Seu Antônio, apesar de no momento não estar servindo ninguém,
demorou tempo bastante considerável para responder ao seu chamado.
Achei que foi proposital, talvez eu estivesse enganado, pode ter
sido o impacto causado e o Seu Antônio tenha ficado estarrecido
com aquela presença que nada tinha a ver com aquele Wilson que
todos nós conhecemos e que ele o conheceu muito bem. Finalmente
respondeu:
–
Eu gostaria de não servir nada para o senhor hoje, não sei onde,
mas já bebeu demais, está embriagado Sr. Wilson, aconselho-o a ir
para casa.
–
O que isso, Seu Antônio, e a nossa amizade?

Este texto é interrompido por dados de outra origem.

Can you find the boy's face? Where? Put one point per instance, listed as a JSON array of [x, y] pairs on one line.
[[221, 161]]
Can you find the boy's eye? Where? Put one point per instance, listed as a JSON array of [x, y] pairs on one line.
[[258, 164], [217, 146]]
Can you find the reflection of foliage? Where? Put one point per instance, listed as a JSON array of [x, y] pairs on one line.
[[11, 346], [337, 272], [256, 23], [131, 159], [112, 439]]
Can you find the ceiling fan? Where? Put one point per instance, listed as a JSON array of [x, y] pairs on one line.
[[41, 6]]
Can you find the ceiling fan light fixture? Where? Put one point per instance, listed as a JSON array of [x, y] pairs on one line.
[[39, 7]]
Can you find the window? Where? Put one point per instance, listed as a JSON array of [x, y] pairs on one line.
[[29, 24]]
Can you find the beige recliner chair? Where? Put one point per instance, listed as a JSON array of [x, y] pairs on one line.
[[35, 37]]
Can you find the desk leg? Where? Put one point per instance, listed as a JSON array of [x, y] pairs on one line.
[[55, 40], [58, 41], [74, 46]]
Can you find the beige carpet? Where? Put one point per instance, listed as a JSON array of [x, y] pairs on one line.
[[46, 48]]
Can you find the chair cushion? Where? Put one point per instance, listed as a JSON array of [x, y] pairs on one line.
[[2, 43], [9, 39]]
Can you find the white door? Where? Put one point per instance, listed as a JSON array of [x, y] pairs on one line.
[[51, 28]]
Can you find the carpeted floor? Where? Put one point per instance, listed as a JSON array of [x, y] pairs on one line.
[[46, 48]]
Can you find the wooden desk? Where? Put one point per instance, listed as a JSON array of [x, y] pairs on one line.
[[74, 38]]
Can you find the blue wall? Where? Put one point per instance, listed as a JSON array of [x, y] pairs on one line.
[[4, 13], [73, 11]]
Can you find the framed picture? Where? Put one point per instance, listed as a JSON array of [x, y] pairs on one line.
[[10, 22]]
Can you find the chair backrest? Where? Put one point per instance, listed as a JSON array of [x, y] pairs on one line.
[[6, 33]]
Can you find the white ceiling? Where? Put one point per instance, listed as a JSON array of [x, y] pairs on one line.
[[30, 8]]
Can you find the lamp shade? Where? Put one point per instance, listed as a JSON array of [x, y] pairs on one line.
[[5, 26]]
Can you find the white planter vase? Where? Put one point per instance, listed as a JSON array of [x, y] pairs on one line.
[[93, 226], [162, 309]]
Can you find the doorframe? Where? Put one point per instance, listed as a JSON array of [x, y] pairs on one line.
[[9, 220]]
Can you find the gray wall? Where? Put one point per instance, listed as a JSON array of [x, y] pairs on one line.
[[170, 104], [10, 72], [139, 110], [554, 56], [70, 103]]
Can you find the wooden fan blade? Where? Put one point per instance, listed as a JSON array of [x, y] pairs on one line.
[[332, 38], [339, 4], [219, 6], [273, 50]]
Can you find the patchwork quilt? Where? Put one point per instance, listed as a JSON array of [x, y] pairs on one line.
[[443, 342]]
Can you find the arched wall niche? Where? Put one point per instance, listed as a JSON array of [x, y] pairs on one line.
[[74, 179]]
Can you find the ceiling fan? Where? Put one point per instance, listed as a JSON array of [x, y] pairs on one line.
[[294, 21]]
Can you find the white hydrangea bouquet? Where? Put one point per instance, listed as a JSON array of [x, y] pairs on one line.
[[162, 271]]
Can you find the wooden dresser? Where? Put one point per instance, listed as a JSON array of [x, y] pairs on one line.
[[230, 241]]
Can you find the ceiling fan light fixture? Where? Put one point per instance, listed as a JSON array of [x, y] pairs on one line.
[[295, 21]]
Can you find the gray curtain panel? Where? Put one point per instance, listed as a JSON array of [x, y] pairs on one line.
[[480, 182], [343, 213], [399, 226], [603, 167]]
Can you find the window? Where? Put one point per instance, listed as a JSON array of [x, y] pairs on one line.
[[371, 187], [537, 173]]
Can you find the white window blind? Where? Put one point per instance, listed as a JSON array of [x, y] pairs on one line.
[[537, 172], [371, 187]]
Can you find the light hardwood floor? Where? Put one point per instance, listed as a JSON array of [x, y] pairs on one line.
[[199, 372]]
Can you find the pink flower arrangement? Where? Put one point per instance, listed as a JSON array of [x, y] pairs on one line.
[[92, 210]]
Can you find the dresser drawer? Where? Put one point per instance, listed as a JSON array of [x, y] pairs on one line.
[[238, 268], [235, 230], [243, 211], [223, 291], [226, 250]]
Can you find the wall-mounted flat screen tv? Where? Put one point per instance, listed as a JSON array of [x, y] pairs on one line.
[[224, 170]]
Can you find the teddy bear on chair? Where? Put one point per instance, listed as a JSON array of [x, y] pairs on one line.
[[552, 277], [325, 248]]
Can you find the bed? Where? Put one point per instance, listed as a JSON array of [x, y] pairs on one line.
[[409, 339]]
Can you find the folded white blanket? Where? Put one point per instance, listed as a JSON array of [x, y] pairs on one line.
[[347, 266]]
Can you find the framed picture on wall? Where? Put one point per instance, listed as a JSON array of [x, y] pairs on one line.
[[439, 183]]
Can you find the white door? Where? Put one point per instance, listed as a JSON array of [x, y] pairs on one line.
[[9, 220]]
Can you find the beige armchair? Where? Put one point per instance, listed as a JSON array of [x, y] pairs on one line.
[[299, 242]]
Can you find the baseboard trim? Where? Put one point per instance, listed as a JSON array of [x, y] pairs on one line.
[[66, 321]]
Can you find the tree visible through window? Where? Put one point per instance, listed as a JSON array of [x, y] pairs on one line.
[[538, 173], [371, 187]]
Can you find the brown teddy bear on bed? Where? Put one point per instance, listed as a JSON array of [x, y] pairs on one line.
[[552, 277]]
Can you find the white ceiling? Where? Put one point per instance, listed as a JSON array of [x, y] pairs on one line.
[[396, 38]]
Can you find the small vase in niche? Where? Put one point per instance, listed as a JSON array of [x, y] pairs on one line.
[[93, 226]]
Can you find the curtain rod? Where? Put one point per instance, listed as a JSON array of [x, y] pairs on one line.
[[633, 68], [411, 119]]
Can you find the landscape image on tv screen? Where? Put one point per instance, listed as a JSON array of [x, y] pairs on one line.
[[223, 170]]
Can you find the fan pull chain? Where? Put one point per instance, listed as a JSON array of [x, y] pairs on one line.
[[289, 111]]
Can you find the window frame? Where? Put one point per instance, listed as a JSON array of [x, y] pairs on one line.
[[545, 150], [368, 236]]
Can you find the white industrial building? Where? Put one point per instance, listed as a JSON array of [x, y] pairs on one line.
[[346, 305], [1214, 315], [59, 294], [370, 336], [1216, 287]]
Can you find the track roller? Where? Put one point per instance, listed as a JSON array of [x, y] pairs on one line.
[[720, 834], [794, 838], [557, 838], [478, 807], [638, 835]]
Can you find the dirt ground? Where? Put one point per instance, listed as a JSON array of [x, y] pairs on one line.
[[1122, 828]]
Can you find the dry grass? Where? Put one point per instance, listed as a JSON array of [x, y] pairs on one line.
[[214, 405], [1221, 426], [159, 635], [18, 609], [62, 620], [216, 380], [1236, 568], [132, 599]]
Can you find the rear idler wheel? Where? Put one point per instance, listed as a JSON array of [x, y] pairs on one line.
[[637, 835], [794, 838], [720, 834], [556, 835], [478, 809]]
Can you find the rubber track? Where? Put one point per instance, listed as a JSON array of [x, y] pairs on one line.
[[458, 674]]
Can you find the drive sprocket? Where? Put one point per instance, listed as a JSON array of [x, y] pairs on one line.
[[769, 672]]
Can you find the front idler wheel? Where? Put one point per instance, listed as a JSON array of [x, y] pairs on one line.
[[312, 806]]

Vai deixar de
servir-me, meu dinheiro ainda é tão bom quanto era antes.
–
Está bem! Está bem!
Seu Antônio serve-lhe uma dose dupla com duas pedras de gelo,
conforme o pedido. Ao ser servido, Wilson levanta-se, abraça o Seu
Antônio e beija-o no rosto. Aquela cena ridícula que só bêbado
proporciona, tornando-se o objeto de escárnio generalizado. Foi
difícil ao Seu Antônio, desvencilhar-se daquele abraço. Os
fregueses, o novo (velho) grupo, de onde provavelmente, muito em
breve sairá um outro alcoólatra, riram daquele ato patético.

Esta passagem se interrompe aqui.